There are many conditions that could improve with procalcitonin-guided therapy that are currently under investigation, said Dr. Müller. Among them are chronic bronchitis, community-acquired pneumonia, ventilator-associated pneumonia, urinary tract infections, diverticulitis, fever of unknown origin, and meningitis.

How the Procalcitonin Assay Guides Therapy

• A serum procalcitonin concentration of 0.1 mg/L or lower indicates the absence of bacterial infection, and the use of antibiotics is strongly discouraged.

• With procalcitonin levels of 0.1 to 0.25 mg/L, a bacterial infection is still unlikely, and antibiotics are discouraged.

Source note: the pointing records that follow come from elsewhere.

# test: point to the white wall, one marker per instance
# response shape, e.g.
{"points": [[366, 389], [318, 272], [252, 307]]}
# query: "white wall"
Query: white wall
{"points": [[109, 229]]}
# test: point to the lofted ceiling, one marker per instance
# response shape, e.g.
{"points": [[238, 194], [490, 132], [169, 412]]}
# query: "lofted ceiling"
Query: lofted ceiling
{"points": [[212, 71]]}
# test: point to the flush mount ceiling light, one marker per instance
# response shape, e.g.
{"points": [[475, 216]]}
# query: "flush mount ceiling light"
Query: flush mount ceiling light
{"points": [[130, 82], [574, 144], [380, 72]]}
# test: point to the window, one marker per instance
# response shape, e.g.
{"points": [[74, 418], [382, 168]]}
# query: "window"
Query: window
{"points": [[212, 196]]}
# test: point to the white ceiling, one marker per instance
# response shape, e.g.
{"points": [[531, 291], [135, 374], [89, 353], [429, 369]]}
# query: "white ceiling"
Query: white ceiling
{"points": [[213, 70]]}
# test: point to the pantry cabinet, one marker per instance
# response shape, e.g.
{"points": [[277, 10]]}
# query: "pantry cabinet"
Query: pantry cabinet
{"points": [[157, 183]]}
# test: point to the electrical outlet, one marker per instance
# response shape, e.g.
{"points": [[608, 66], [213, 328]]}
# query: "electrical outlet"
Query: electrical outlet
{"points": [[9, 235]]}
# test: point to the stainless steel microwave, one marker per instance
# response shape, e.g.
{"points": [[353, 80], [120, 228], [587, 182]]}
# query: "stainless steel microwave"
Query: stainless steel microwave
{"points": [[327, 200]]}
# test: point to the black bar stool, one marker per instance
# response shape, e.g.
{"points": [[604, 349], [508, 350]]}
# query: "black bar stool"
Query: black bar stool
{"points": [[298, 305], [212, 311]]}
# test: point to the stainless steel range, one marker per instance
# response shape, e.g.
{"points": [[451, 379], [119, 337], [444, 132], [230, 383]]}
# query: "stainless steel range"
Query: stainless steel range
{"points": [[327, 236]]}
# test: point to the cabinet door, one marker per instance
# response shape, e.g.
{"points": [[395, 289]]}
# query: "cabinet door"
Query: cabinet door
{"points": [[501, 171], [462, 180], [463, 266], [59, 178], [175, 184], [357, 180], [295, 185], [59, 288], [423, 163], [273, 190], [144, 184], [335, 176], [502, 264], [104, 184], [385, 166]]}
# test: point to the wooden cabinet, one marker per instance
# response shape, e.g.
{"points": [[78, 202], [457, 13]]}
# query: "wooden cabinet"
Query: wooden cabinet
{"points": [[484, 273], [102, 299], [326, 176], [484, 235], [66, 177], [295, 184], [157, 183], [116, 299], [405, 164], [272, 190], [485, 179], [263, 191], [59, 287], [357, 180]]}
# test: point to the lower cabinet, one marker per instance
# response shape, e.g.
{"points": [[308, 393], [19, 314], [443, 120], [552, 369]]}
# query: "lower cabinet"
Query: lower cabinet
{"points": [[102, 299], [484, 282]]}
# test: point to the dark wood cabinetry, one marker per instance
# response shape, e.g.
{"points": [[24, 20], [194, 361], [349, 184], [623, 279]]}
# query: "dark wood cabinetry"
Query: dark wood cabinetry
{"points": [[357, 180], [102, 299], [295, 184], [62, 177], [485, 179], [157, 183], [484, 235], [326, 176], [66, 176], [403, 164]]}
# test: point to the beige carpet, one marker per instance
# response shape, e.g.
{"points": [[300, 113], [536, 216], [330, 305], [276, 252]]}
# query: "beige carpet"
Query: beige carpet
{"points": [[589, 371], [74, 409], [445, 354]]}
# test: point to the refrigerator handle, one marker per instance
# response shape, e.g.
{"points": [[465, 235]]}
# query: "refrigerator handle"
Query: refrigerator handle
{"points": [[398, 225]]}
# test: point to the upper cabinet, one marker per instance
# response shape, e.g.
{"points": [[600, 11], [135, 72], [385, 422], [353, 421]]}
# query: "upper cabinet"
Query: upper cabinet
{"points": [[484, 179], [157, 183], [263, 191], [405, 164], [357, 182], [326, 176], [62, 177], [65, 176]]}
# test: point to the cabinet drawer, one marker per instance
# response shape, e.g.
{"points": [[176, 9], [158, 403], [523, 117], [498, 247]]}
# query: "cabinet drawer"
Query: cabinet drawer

• Procalcitonin levels of 0.25 to 0.5 mg/L indicate a possible bacterial infection, and antibiotic treatment is recommended.

• Levels above 0.5 mg/L are highly indicative of a bacterial infection, and antibiotics are strongly recommended.

—Gale Jurasek

Reference
1. Christ-Cain M, Jaccard-Stolz D, Bingisser R, et al. Effect of procalcitonin-guided treatment on antibiotic use and outcome in lower respiratory tract infections: cluster-randomised, single-blind intervention trial. Lancet. 2004;363:600-607.